ROHINGYA REFUGEES: About 400 Rohingya refugees left to starve at sea
Amina*, a 14-year-old Rohingya girl from a small market town in western Myanmar, describes sitting on deck under the burning sun with hundreds of people for over two months. “We had to sit like this,” she says, hugging her knees to her chest. “People’s legs swelled and got paralysed. Some died and were thrown into the sea. We were adrift at sea with people dying every day. We feel like we’ve been taken from hell.”
The refugees say they were beaten at the slightest provocation and given minimal food and water. “It was extremely hot and there was no food, no water,” says Amina. “We got one handful of dal and one capful of water per day.” Other survivors say they often received no food or water at all for days at a time. Desperately thirsty, many people resorted to drinking seawater.
Every day people died, say the survivors, who estimate that around 100 people died on board or were thrown overboard by the smugglers. No-one knows exactly how many died.
All the passengers on the boat believed that they were heading towards a brighter future and better prospects for themselves and their families, including work and marriage. Persecuted and denied citizenship by Myanmar authorities and unable to return to their homes in Myanmar, hundreds of thousands of Rohingya now languish in overcrowded refugee camps in Bangladesh, desperate for a way out. Survivors describe how their families had pooled their savings to pay huge sums to the people smugglers.
After arriving in Malaysian waters, survivors say, the smugglers forced them to call their families in Bangladesh to say they had arrived safely and to ask them to transfer payment for the passage. The boat was denied permission to land in Malaysia, or in any other location, and eventually turned back towards Bangladesh. Some days before reaching Bangladesh, most of the smugglers abandoned the boat and its starving passengers.
After receiving reports that the vessel was drifting off Bangladesh’s southern coast, the Bangladeshi coastguard rescued the 400 or so remaining survivors. They are receiving care and will be quarantined for 14 days before being returned to their families.
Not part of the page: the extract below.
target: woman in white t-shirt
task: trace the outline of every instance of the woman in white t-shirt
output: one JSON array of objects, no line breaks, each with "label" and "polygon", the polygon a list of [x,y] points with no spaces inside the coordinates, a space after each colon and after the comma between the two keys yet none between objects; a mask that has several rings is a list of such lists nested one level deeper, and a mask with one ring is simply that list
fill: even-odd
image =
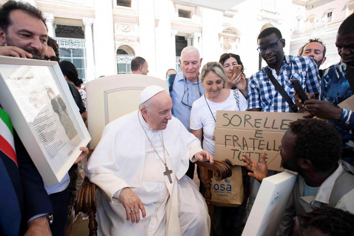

MSF sent teams of medical and mental health specialists to support the rescue and provide emergency care to the emaciated survivors as they arrived back in Bangladesh.
MSF medics stabilised those who were acutely unwell and referred five people to MSF hospitals for malnutrition with severe complications and other conditions. MSF mental health teams provided counselling to the survivors.
“People were really malnourished, dehydrated and obviously overwhelmed,” says Hanadi. “Some people had this look in their eyes, I’ll never forget it: they looked so scared. Some of the men had quite severe wounds, which weren’t healing, probably because of the malnutrition. Many of them had scars on their bodies; many reported being beaten by the crew on the boat.”
“Mostly people were stressed and really traumatised, frightened, uncertain. People were grieving for lost family members, and there were children who had lost their parents,” says Hanadi.
“The boat crew told us: ‘Everywhere you’re a refugee,’” says Amina. “’In Myanmar you’re a refugee, in Bangladesh you’re a refugee, in the boat and in Malaysia too you’re considered a refugee. You will die wherever you go.’”
Reports received by MSF suggest that there are still three more boats at sea, carrying more than 1,000 people.